The former ‘Suits’ actress, who has son Archie with Prince Harry, recounted what she experienced in July.
“I felt a sharp cramp. I dropped to the floor with him in my arms, humming a lullaby to keep us both calm, the cheerful tune a stark contrast to my sense that something was not right,” she wrote.
“Hours later, I lay in a hospital bed, holding my husband’s hand. I felt the clamminess of his palm and kissed his knuckles, wet from both our tears. Staring at the cold white walls, my eyes glazed over. I tried to imagine how we’d heal.”
In her article, Meghan wrote about the plight of the world amid the pandemic, the Black Lives Matter movement and dealing with loss.
"This year has brought so many of us to our breaking points. Loss and pain have plagued every one of us in 2020, in moments both fraught and debilitating," she wrote.
Meghan's announcement comes close after another publicly mourned miscarriage - that of model and writer Chrissy Teigen and her husband, singer John Legend in October. Teigen documented her difficult third pregnancy and the loss of her son Jack on social media.

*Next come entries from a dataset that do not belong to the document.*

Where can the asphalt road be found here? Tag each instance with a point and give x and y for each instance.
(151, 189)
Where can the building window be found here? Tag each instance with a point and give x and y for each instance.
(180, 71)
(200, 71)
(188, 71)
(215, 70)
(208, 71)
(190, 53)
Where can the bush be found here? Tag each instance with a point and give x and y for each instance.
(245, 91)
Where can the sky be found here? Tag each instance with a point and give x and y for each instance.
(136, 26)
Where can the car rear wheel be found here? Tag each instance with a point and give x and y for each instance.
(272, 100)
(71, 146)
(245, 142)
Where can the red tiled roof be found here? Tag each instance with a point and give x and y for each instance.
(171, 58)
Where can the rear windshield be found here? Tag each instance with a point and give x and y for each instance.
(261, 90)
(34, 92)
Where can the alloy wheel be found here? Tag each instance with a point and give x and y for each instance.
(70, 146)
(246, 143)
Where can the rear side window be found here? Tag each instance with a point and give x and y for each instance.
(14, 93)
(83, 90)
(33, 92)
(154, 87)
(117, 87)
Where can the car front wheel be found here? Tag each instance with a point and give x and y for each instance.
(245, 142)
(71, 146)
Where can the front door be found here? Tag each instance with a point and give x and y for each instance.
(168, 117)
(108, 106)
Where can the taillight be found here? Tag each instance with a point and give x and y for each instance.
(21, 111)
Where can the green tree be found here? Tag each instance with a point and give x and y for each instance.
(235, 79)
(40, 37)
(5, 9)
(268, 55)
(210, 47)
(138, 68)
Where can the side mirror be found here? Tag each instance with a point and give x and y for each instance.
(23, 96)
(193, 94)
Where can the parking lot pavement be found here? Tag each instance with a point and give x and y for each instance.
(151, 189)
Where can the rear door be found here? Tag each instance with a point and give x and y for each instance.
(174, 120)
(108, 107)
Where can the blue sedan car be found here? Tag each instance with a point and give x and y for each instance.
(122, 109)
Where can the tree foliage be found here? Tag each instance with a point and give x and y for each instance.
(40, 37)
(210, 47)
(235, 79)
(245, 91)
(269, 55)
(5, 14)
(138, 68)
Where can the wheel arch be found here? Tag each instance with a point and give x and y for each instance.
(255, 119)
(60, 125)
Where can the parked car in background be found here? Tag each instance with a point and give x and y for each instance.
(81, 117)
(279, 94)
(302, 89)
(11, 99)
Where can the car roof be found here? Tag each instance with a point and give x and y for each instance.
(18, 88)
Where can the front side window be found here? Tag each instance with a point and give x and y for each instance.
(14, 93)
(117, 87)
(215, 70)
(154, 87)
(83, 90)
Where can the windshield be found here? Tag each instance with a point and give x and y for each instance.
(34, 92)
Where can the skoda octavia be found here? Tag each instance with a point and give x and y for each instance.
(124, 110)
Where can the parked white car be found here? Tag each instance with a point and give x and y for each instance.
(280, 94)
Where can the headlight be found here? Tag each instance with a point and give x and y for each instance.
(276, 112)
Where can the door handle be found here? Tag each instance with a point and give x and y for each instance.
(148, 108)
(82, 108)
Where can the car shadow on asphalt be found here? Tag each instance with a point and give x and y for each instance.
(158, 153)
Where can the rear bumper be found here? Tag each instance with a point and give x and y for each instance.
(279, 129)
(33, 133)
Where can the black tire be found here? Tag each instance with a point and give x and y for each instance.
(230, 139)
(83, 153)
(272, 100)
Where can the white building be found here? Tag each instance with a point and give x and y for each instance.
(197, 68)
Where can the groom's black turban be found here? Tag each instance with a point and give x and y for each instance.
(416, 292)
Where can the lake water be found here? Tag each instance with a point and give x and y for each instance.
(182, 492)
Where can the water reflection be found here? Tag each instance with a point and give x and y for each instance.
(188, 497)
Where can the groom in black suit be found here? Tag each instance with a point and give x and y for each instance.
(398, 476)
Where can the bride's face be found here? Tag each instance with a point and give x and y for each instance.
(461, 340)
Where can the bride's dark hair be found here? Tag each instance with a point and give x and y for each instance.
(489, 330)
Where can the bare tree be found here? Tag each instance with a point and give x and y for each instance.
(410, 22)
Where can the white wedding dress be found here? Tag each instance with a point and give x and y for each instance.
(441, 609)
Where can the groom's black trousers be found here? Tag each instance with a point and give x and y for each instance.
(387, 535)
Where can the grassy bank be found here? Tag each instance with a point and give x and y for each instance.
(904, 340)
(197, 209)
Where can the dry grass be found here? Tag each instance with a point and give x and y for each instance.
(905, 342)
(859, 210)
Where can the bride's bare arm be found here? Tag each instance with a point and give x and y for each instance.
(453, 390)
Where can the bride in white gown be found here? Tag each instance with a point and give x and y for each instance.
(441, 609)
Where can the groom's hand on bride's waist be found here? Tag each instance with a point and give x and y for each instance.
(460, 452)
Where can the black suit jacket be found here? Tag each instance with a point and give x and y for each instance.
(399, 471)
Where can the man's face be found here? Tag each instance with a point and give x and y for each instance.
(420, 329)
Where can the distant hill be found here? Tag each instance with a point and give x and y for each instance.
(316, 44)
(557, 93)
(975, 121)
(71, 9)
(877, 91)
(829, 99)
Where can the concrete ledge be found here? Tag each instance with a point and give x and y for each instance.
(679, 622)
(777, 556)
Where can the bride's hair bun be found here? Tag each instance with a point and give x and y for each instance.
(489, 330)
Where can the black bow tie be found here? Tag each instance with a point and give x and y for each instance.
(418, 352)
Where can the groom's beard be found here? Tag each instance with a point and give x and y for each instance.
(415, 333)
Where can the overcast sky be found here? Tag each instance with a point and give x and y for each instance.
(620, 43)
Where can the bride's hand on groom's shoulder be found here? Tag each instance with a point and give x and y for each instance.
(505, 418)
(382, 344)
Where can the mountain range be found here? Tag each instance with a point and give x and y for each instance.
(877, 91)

Markle lamented how discussing miscarriages was still seen as taboo.
"Losing a child means carrying an almost unbearable grief, experienced by many but talked about by few. In the pain of our loss, my husband and I discovered that in a room of 100 women, 10 to 20 of them will have suffered from miscarriage. Yet despite the staggering commonality of this pain, the conversation remains taboo, riddled with (unwarranted) shame, and perpetuating a cycle of solitary mourning," Meghan wrote.